New Staff Cuts Concern MRC, Students, Campus
by Tobias Smith and Ariella Cohen

In an effort to curb its multi-million dollar budget deficit, the College recently announced plans to do away with the employee category of “intern.” This action will eliminate 25 positions, including four of the Multicultural Resource Center’s five coordinators. While this staff cut will affect various departments ranging from theater to athletics, the severe reduction in the MRC staff is particularly devastating. While the College has stated plans to create two new full-time MRC staff positions, many students remain skeptical.
“It is really important for the rest of the student population to understand that the MRC has been a bulwark for these communities since its establishment. It’s one of the only places that students can go for suppport, camraderie and programming on this campus. [The administration] squeezes the same people over and over,” senior and MRC assistant Christine Harley said.
Since the cut was made public, students have expressed concerns that the new MRC positions may not be community specific. Unlike the current community coordinator positions, specified as Asian Pacific, Latino, African and LGBT, the new positions may not require that the hirees be members of the constituencies that they represent. “What they are trying to get rid of is the community-specific coordination, which is identity-blind multiculturalism,” senior Nicolas Stahelin said.
The same day that the cuts were announced, students began mobilizing to protect the MRC. On Thursday night, more than 100 concerned students, coming from a variety of organizations and perspectives, gathered to discuss ways to address the dangers that the MRC, and, in turn, the communities the center serves, face. “We are just concerned students,” senior Liane Lau said of the organizers of the meeting, before giving up the floor to a variety of student speakers.
“I really don’t see how the MRC can run without interns. We know for sure that [Associate Dean and MRC Director] Rachel Beverly will be here but there’s no way that she can handle the workload of five people. The administration has insinuated that they will bring someone else in but even if there are three new people there is no way that they will be able to handle the load of five people who are already struggling as it is,” Harley stated.
The MRC facilitates the bulk of culturally-specific programming on campus, putting together film and lecture series, such as the Indigenous Women’s Series, and serves as a home-base for student organizing. The center also coordinates a long-running Oberlin program wherein interested students are paired with local families of their same cultural background, providing a local community network, support and a place for a good, hot dinner. “The student resources I have utilized have been almost solely done by the MRC. None of these could have happened without the intern staff,” senior Grace Han said.
At Thursday night’s meeting student organizers pointed out that cuts in MRC faculty will place additional responsibilities on other multicultural representatives, which is likely to put an undue burden on faculty of color.

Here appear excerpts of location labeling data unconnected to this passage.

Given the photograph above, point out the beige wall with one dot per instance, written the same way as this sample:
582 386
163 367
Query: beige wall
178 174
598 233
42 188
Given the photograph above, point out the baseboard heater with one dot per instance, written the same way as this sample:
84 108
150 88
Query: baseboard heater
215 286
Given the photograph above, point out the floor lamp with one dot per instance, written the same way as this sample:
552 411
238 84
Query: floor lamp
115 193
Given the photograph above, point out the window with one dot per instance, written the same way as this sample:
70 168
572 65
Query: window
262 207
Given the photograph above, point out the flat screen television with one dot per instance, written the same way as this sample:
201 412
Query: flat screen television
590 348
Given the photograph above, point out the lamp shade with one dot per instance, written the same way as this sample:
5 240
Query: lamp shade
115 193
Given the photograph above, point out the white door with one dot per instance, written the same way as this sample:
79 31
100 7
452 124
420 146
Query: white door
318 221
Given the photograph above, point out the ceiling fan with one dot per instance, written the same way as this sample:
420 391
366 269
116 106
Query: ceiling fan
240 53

“I don’t think it’s the responsibility of faculty of color, I think often it’s their burden. That’s why the College has the Dean of Students office, so they can target the needs of the student body. I think that the burden falls on new faculty, because we have such a high turnover of faculty of color. On top of their academic workload they have all this informal advising. Not to say they aren’t a wonderful resource, but that is unfair that they should have to fill these additional roles,” Senior and member of the Comparative American Studies Committee Grace Han said.
“I think people may not think it is a big deal because we still may get CAS and we have the African American Studies department. Peter Goldsmith has said that faculty of color are going to have to pick up the slack but they [faculty of color] teach classes and are already mentoring these students. This is not their job. Why aren’t white professors asked to do the same thing?” Harley said.

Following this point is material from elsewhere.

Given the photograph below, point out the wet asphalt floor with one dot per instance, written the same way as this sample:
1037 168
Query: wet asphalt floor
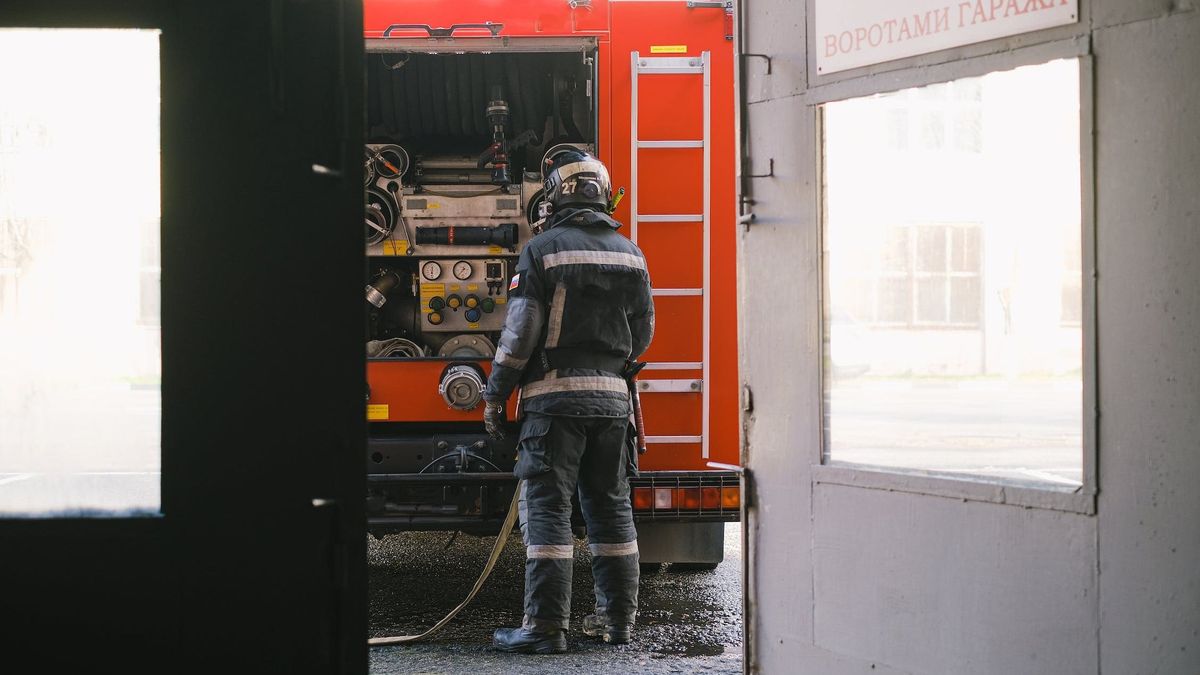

This quandary has already been realized by some faculty members. “The pace of teaching, the pressure to publish in a liberal arts setting can work to preclude possibilities of faculty working with student activists,” Professor of Sociology Antoinette Charfauros-McDaniel said.
Other students tried to put the cuts into a larger historical perspective, noting that during a similar hiring freeze in 1998, Dean of Students positions, which had been organized to reflect identity-specific representation, were changed to the current system, under which each graduating class has a non identity-specific Dean. Many of Oberlin’s peer institutions, including Brown and Bard, boast permenantly staffed community resource centers.

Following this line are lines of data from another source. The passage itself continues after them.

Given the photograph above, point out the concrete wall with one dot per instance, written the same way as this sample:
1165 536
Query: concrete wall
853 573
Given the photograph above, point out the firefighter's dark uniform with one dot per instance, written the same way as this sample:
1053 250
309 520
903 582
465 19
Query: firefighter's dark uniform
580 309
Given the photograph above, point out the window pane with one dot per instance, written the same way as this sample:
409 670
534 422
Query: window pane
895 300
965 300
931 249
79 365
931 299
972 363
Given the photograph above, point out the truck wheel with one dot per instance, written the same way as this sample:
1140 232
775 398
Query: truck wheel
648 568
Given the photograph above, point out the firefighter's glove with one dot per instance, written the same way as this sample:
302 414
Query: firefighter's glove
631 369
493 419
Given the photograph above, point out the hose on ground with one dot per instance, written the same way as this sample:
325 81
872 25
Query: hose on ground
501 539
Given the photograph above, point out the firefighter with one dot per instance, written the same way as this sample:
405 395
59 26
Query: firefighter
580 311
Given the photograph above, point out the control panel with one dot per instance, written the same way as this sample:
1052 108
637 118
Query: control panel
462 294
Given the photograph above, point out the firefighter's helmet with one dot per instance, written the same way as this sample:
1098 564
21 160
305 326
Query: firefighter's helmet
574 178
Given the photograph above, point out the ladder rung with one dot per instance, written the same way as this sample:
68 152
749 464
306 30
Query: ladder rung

A question-and-answer period at the meeting yielded questions ranging from need-blind admissions, to custodial understaffing, to benefits for faculty dependents. After this brief period of questions, discussion moved to possible student courses of action.
In addition to questions about the ramifications of the cuts, many are upset about the unilateral decisionmaking process which brought the College to the decision. Associate Dean and MRC Director Rachel Beverly, the only member of the MRC staff who will remain after the cuts, was not consulted on the cut to her staff. “I was not a part of the discussions regarding the elimination of the intern positions,” Beverly said.
Some are simply perplexed about this perceived lack of public discourse leading up to the cuts, which come on the heels of faculty meetings from which students were barred. “There has been a lack of dialogue between administration and students, and once again there is a disparity in the facts,” senior Jorge Sanchez said.